According to a report by the Korea Economic Research Institute (KERI), the potential growth rate decreased to 2.1 in the 2010s from 3.8 percent in the 2000s, 5.3 percent in the 1990s and 7.6 percent in the 1980s. No one can rule out the possibility of the rate dropping further in this decade or next.
Potential growth rate refers to the growth capacity of an economy. A dip in this rate bodes ill for economic growth from a long-term perspective. The rate’s drop means a loss of the basic strength of the economy.
In order to reverse the downward trend, the country needs to improve labor productivity and replenish capital. Increasing working hours is, however, a remote possibility as the country has introduced a shortened five-day workweek.
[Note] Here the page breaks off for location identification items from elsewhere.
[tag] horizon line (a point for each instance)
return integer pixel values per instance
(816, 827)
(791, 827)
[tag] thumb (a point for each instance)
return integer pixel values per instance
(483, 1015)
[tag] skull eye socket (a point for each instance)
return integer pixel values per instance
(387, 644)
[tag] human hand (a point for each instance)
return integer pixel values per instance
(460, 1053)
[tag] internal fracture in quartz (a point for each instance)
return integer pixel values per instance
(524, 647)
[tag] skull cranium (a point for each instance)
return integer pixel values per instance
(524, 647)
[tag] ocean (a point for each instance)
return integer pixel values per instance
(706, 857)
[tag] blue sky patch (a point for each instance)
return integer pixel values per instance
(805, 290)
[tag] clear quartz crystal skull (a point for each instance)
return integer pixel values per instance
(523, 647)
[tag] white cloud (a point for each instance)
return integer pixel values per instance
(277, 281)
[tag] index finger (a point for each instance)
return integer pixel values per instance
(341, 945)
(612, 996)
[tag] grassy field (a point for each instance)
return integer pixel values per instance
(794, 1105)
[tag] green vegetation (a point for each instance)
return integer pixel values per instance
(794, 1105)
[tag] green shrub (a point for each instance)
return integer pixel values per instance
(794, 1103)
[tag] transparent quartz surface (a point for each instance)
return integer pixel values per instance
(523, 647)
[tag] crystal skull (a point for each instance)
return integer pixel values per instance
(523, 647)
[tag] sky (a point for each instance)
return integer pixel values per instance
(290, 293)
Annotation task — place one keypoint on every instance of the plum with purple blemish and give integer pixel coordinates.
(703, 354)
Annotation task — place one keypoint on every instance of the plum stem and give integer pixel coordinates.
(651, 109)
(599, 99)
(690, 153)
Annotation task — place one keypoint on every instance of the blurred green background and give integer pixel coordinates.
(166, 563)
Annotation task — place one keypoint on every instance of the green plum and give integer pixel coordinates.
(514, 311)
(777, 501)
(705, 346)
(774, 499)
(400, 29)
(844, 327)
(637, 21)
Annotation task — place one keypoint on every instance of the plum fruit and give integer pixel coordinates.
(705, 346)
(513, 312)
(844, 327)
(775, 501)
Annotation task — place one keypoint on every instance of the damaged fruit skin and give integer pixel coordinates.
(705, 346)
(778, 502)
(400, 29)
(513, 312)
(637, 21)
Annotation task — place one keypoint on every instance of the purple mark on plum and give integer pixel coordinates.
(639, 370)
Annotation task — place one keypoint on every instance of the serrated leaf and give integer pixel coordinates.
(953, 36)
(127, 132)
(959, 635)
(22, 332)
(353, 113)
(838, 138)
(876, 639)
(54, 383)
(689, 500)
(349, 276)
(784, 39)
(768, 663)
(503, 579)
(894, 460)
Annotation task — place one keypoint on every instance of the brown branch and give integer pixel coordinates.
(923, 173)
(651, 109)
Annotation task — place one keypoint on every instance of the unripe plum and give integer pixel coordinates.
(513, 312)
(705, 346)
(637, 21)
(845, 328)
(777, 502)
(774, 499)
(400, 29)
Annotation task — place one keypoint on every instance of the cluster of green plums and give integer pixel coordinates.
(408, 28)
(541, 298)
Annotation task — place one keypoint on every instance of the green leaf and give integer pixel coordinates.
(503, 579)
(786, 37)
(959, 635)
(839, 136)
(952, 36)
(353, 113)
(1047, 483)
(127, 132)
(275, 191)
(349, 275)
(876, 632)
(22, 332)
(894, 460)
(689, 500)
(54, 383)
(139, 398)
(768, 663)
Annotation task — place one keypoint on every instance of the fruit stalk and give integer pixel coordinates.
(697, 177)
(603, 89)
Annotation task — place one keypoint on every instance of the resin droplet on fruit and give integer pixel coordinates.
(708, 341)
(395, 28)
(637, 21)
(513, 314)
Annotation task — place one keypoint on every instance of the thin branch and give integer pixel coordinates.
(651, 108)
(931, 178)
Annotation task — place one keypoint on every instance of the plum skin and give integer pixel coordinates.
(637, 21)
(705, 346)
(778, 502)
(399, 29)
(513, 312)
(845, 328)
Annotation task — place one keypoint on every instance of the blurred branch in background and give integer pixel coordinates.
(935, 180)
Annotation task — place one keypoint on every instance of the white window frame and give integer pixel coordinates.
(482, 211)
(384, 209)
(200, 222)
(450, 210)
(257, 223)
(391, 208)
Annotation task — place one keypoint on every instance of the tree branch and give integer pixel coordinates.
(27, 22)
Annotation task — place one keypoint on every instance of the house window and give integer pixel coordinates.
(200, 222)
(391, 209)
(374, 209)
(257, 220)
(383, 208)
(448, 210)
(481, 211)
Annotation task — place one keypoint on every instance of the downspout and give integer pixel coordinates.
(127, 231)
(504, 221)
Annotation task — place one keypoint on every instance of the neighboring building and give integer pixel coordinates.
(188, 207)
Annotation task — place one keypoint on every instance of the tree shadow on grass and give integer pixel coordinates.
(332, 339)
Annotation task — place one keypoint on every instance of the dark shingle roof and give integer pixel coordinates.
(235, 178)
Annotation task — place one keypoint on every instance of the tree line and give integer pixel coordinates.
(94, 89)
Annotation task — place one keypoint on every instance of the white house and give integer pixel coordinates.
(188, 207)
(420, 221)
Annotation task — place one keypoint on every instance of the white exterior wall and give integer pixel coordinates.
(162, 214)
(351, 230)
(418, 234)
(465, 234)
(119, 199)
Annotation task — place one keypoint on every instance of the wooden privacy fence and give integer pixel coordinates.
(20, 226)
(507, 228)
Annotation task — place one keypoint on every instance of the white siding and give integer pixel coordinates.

As things stand, concern is growing that the country could suffer an economic contraction unless it expands its growth capacity. The International Monetary Fund (IMF) estimated South Korea’s potential growth rate at 2.5 percent in the 2020s and 2 percent in the 2030s. The Hyundai Research Institute is more pessimistic, predicting the rate will drop to 1.9 percent between 2026 and 2030 after posting 2.1 percent between 2021 and 2025.
The Korean economy is forecast to grow by around 4 percent this year. This is a robust rebound from a 0.9 percent contraction in 2020 when the economy was hit hard by the COVID-9 pandemic. However, the country is expected to face slower economic growth next year ― possibly due to the sapping growth potential.
The country has already entered a low-growth era. The most serious problem is that Korea has continued to lose its economic vitality and growth momentum. The falling birthrate and fast population aging could aggravate the economic situation further.
The birthrate fell to 0.84 in the second quarter of this year, the lowest among 37 OECD member states. The proportion of people aged 65 and older is predicted to account for 20 percent of the entire population in 2025, up from 14 percent in 2017. This demographic problem is feared to reduce the nation’s workforce, casting a darker cloud over the economy.
Now the Moon Jae-in administration should push for regulatory reform to raise productivity, promote entrepreneurship and encourage innovation. It also must carry out structural economic reforms to improve the country’s competitiveness. Most of all, it is urgent to develop a new growth engine for the economy.